Joplin history ties to today
This is in response to Bill Caldwell's columns about the streets in Joplin with historic meanings.
I write specifically about Furnace Street, where my family lived, because it has a basic, concrete history about the origin of the Joplin Housing Authority — that's where it started, 900 Furnace St.
A man wanted to build a machine shop in our neighborhood. We said, "No, not in our neighborhood."
We presented all the necessary petitions from property owners, and they were accepted by the Joplin City Council — 100% denial to the man named on the papers.
The meaning of the street name had to do with a smelter in reference to mining in East Town — the original Joplin. Read the book by Evelyn Milligan Jones, "Tales about Joplin, Short and Tall."
You will find a story about a Black slave boy at John Cox's who was playing in the creek on his property and discovered lead. Then two men, Elliott Moffet and John B. Sergeant, started mining after the discovery. John Cox was not the only slave owner in Joplin.
Check about the man who owned Richard's Shoe Shop on East Fourth Street, later on Main Street. You will find his story on the mezzanine at Joplin City Hall. Brad Belk got it from me. When he saw it, I was teaching Sunday school during Black History Month at Unity Missionary Baptist Church. It was given to me by Roy Watkins' son, Lavern, a friend. Watkins worked for Richard and was given the business when Richard retired.
Today, that is why there are people in the streets marching and vocal, because people tried to speak about situations of daily life. No one would hear what was being said. Now the price is being paid. Why? Because you don't want to accept the facts that Black people have lived life in Joplin everyday. It is sad.
Let us all live, learn and work together to make life worthwhile and beautiful.
Duty to each other means wear a mask
We were told the truth about the pandemic at a point early on; we just didn’t want to accept it.
You had to read between the letters, though. All will be affected; we just need to slow down the sickness and death rate to a level that can be kept up with. This isn’t going away. In today's world, we think we can fix everything, but some things are outside our power. This is one of those times that we are not up to the task. This isn’t a movie. No one comes up with a cure overnight. People will die, and that rate needs to be slowed down so we can keep up with it.
I wear a mask mandatorily at work, and we all need to start doing this at all the places where we come in contact with others as we pass by them, just to slow it down. It has been seen to work. It slows the transmission rate, and that is what we need to be doing. It feels like we will all be exposed at some point, but the important thing is that it doesn’t happen all at once. We don’t have the built-in infrastructure to handle it all at once.
People of the Four-State Area: Please start looking at all of this in the right light. We need to slow it down while we can; that is something all of us can do.
Use a face covering of some type to slow the spread when around others. The butterfly effect of this could be helping someone close to you who you can’t even imagine will be affected.
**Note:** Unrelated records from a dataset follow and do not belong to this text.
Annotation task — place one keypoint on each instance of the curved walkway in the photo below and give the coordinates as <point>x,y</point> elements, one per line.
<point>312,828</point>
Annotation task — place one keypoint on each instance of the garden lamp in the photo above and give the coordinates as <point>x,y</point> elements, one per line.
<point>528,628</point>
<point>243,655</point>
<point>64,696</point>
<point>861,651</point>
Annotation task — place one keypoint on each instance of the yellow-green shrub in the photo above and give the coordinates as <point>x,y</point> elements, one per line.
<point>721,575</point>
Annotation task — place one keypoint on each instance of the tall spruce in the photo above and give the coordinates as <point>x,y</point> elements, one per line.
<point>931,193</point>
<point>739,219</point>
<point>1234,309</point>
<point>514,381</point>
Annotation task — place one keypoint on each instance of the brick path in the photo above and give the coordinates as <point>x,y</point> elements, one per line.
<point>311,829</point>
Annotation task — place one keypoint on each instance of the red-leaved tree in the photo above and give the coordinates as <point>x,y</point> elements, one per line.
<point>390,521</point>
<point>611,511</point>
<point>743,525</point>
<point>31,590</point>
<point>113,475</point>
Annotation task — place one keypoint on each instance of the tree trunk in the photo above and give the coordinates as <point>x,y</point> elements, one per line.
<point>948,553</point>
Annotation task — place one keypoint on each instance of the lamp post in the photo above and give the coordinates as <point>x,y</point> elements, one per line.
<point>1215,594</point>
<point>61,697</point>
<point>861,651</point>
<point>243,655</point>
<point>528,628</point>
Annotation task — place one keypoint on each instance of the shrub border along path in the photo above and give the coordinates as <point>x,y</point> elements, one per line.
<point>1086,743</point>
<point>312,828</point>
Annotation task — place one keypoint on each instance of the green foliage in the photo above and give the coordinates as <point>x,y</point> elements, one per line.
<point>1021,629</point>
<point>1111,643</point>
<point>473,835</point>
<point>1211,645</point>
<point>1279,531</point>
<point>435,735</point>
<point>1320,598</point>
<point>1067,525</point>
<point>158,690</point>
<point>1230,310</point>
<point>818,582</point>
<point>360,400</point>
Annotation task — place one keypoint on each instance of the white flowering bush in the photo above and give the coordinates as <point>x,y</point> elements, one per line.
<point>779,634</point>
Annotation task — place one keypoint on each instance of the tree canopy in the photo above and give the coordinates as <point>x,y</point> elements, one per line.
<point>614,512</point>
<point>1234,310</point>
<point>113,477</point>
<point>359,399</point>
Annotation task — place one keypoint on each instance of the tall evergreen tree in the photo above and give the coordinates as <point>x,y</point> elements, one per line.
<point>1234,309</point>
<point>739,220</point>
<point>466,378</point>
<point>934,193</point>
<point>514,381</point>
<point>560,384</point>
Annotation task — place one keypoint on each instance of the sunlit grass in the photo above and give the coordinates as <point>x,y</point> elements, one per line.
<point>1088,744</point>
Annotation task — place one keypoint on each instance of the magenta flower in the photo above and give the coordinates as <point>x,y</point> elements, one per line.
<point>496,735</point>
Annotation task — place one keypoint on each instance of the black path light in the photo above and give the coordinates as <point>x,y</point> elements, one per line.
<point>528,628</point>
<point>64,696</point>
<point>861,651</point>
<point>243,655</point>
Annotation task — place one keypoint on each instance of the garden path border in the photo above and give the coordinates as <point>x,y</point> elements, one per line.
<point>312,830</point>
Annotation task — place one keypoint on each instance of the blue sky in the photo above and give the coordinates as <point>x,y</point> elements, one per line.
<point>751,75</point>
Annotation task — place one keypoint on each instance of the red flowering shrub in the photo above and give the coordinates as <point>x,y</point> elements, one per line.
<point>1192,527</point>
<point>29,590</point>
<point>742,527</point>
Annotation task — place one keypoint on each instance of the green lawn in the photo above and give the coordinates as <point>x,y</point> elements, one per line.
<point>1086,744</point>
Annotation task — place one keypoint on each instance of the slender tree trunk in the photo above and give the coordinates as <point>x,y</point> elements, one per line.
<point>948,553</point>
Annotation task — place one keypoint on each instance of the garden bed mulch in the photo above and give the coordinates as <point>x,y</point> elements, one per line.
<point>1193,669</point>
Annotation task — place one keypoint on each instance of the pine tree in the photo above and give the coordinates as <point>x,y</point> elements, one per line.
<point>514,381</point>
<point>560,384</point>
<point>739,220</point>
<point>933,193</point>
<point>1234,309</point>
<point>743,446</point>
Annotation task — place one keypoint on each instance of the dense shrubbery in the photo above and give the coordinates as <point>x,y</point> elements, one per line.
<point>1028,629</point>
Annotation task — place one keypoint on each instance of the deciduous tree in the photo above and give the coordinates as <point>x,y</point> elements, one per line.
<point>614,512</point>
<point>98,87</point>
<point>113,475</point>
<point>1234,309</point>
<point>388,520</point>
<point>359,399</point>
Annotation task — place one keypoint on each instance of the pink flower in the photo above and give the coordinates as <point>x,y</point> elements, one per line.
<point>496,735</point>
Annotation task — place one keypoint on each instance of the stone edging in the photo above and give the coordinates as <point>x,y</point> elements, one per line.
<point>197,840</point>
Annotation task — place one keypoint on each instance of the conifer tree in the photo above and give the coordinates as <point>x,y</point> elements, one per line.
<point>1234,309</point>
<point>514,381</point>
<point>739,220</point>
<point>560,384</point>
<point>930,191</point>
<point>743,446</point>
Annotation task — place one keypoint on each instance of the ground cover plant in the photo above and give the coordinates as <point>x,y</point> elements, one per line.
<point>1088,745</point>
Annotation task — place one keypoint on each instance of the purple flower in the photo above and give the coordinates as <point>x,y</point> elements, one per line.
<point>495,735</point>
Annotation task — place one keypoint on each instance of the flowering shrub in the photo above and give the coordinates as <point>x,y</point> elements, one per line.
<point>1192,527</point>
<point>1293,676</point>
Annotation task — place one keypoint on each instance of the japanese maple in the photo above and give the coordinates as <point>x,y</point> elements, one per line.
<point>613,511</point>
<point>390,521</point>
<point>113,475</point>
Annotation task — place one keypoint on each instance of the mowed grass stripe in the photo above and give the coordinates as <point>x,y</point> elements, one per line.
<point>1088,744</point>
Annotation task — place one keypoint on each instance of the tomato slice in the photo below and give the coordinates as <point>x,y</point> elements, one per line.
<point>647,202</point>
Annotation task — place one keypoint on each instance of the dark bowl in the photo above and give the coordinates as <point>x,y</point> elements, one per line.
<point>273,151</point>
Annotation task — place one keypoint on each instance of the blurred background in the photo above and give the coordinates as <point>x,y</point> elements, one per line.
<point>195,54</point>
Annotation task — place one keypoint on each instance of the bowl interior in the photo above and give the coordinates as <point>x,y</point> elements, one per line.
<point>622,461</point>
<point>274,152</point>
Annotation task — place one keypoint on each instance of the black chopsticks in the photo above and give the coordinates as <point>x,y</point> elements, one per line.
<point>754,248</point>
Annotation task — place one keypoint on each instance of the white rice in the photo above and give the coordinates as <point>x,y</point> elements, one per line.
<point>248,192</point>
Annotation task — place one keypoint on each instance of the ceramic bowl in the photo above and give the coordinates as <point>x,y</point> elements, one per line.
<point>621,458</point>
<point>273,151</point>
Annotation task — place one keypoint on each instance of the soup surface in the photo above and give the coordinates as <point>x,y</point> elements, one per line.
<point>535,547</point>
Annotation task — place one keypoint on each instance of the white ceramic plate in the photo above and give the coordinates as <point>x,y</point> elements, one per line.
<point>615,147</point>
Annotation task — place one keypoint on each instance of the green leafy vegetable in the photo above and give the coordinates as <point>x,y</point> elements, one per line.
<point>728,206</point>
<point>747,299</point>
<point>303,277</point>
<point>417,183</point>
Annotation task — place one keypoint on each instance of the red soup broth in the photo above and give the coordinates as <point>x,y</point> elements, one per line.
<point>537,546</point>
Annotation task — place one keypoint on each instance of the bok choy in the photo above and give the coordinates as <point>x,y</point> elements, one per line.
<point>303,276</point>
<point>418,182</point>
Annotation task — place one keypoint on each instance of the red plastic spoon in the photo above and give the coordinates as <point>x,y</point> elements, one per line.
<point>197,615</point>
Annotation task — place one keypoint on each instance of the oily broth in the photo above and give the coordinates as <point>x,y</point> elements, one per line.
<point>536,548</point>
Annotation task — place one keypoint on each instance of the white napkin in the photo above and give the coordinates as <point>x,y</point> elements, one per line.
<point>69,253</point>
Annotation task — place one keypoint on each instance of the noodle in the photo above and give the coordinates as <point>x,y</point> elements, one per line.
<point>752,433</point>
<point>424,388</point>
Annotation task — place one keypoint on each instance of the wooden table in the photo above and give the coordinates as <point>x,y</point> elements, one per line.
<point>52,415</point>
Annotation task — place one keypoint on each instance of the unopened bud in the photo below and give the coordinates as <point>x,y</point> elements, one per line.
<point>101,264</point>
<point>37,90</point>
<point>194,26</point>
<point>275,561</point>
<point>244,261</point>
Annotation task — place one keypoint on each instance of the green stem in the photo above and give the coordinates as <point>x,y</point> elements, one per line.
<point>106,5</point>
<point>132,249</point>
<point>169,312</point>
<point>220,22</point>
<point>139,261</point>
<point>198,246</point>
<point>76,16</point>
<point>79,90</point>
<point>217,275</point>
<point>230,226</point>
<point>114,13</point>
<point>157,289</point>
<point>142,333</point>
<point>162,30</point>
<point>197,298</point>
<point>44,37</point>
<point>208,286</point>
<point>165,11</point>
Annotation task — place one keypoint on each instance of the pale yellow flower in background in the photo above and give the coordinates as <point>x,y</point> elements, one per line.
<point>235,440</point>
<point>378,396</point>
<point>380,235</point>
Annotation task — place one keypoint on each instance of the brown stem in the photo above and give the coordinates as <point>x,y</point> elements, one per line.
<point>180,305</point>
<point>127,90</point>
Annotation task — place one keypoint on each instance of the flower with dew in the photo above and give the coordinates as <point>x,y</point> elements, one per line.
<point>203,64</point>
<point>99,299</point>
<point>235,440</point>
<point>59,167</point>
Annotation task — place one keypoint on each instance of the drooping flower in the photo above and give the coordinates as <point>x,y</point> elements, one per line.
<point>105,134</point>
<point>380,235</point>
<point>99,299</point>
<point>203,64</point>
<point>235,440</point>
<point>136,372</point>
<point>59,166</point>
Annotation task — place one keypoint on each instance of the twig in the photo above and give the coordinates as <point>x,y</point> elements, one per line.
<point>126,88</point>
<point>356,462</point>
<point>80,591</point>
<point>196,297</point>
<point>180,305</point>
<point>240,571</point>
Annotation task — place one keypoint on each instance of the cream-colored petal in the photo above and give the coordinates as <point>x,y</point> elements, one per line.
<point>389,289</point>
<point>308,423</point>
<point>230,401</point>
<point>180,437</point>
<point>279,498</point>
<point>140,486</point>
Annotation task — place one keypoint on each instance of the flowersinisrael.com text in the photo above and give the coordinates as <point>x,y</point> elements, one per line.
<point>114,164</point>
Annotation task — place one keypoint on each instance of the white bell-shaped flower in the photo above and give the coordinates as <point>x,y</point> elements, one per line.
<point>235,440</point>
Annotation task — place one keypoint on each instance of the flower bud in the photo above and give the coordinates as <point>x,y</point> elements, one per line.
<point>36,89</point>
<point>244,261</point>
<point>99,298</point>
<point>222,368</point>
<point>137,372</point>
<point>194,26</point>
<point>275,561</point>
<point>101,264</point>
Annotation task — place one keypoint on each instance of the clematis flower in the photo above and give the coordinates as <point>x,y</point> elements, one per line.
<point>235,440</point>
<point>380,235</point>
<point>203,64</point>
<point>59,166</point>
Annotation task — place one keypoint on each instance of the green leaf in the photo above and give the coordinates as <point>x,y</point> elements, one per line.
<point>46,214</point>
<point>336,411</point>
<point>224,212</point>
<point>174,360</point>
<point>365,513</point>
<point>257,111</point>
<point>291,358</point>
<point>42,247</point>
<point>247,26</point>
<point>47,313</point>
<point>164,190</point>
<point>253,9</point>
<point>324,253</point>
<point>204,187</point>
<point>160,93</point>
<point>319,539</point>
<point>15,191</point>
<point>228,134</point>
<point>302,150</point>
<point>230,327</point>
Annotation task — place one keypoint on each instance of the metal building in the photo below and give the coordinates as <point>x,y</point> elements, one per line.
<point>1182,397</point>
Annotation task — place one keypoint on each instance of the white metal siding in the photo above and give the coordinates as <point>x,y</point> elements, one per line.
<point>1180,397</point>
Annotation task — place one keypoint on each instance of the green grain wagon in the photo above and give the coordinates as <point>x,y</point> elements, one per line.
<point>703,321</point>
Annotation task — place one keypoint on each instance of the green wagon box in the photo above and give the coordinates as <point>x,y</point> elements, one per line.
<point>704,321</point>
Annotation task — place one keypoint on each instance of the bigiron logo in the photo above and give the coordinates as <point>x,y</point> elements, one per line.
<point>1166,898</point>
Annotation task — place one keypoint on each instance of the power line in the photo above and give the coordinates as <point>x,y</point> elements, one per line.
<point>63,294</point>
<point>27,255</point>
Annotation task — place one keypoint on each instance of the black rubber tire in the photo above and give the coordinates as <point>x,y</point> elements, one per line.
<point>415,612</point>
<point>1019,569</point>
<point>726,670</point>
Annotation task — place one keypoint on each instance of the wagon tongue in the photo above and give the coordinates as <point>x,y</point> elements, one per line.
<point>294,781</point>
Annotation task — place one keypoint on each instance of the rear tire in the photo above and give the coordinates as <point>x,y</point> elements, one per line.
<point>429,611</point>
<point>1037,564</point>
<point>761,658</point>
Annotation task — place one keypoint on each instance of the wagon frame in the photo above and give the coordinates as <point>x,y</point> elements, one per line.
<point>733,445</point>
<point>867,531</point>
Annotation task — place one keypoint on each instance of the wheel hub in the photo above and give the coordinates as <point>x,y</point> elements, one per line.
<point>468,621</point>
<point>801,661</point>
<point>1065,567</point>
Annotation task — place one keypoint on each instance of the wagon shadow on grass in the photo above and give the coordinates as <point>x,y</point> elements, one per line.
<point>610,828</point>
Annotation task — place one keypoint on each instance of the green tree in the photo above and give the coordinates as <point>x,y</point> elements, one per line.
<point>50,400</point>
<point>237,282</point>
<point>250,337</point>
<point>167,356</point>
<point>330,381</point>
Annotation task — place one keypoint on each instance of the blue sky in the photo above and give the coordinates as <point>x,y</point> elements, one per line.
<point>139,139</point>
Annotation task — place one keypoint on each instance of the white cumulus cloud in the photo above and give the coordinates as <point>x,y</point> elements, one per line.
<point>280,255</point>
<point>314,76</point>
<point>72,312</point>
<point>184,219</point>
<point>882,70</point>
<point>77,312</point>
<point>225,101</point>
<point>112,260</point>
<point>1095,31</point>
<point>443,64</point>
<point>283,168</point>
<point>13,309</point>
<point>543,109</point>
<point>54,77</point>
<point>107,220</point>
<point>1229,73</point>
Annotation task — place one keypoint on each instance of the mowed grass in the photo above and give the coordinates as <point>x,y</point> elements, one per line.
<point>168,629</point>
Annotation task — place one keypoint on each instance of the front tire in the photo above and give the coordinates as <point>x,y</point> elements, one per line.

We don’t want to lose all the people we love at once. We have a duty as a community to each other. It is time to take this very seriously.
No masks, no service
According to The Joplin Globe, on June 7, there were 74 confirmed COVID-19 cases in Jasper and Newton counties and the city of Joplin. Two weeks later, on June 21, the number had exploded to 511. That's an increase of 437 new cases in 14 days.
On May 31 of this year, there were 52 cases. What happened in June? People stopped wearing masks despite repeated requests from health officials and community leaders.
The time has come to make the wearing of masks mandatory in retail establishments, churches and other places where people congregate. I urge the Joplin City Council and Jasper and Newton county officials to adopt a policy of "no masks, no service." Until we have this policy firmly in place (together with social distancing), the number of COVID-19 cases will continue to grow.
Public broadcasting remains a bargain
When I read the letter (Globe, June 21) from Don Eiken of Carthage titled "Country must learn to control spending," I had to respond. Eiken believes that cutting funding to PBS and NPR is the primary way that we should balance the U.S. budget. Public broadcasting in total costs every American about $3 a year. Yes, you read that right: $3 a year for these essential public services; $3 for endless hours of quality PBS and PBS Kids programming, great cooking shows, travel programs and documentaries; $3 per year for high-quality journalism from NPR and statewide news from the Kansas and Missouri news services.
Further, NPR broadcasts into communities where commercial news is no longer profitable, bringing news to those who might not otherwise have access. Locally, KRPS has provided countless hours of incredible classical and jazz programs for more than 31 years. Listeners in the area deserve high-quality radio journalism. Also important to note: The public radio station funding model is not dependent on federal support. At KRPS, it’s a mix of federal and state tax dollars, funds from Pittsburg State University, grants, local businesses underwriting and generous KRPS listeners becoming members.
Especially during a global pandemic and an election year, being informed is as important as ever. Don, I welcome you to join me every weekday morning starting at 5 a.m. as I host KRPS’s "Morning Edition" to hear a mix of local, national and international news, and stories that will surprise you. And maybe you’ll get your $3 worth.